Friday, December 19, 2003
Yesterday, I did another 1,270 words on "The Dry Salvages." I hope to finish Part 2 of the story today, but I'm not making any promises. Also, I began reading William J. Broad's The Universe Below (meanwhile, Spooky began reading Witchcraft and Neighbors by Robin Briggs).
I'm in one of those places where the weight of reaction to what I create seems intent on wearing me down to a nub. That sense that there's no way to do this "right," not consciously. And I'm so tired of trying to make more people like what I write. And how I write. And who I write. I didn't want to get out of bed this morning, didn't want to have to sit down at the keyboard and face the blank future of this story from which I have to make a realized present and past. And the knowledge that, if I'm lucky, I'll be happy with it. Shouldn't it stop there? I wrote a story which I like and I'm happy with it? That seems enough to me. It seems that, in a sane world, it would be enough. But it's not.
Because this is an art and a business, and business is concerned with making people happy, which, ironically, is often the antithesis of art. And here I am, caught in the paradox, the contradiction.
Low Red Moon is the best, the truest, the most solid novel that I have written, and, most days, I feel I'll never write anything that good again. I'm weary of hearing how it's "less atmospheric" than Threshold (it isn't), or that it's less Lovecraftian (it isn't), or more Lovecraftian (it isn't). I'm especially sick of claims that it's "more conventional" than Threshold. But this sort of foolishness is teaching me things. I can only do this for myself.

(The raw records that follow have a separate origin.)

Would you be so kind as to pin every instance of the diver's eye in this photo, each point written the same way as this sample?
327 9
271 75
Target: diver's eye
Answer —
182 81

If I do it and you love it, then I will be pleased, perhaps, but if I am not pleased in the first place, there is nothing, nothing at all. I can weather the weight because I can look at my shelf and see the book and know that I did it right, as right as I could. That I was true to my vision, and what other people can't or don't or won't see is entirely beyond my control.
But the weight is still there, slowing me down, driving me forward.
And speaking of baffling reader reaction, recently someone named Ben Wooller, on an EZBoard forum discussion of my work on The Dreaming, posted the following: Tell me, in her novels, is ever [sic] second character a transexual [sic], like in her comics? To date, I've written exactly one transsexual character in a comic — Echo, in The Dreaming and (as a cameo) in The Girl Who Would Be Death. So, where is this fekkik getting this stuff from? How did Ben Wooller form this impression? Certainly not from reading The Dreaming. Yes, Echo was an important character in my work on the series, but there were no other transsexuals inThe Dreaming! Which is really a shame, in retrospect; Mervyn Pumpkinhead would have made a great transsexual. Anyway, this is an old gripe for me. Since I started work on The Dreaming, there have been people who whined that all the characters were transsexual (or goth, or gay), apparently without bothering to read the book. To me, this says that there are some readers out there so insecure in their sexuality (or lack thereof), so afraid of transgenderism, that one transsexual an army makes. Idiots.
No, I'm not happy today. And all this Xmas foolishness isn't helping.
Though I said I would be eschewing politics here, I have to post the following link (thanks, Shannon): 1984: Reloaded.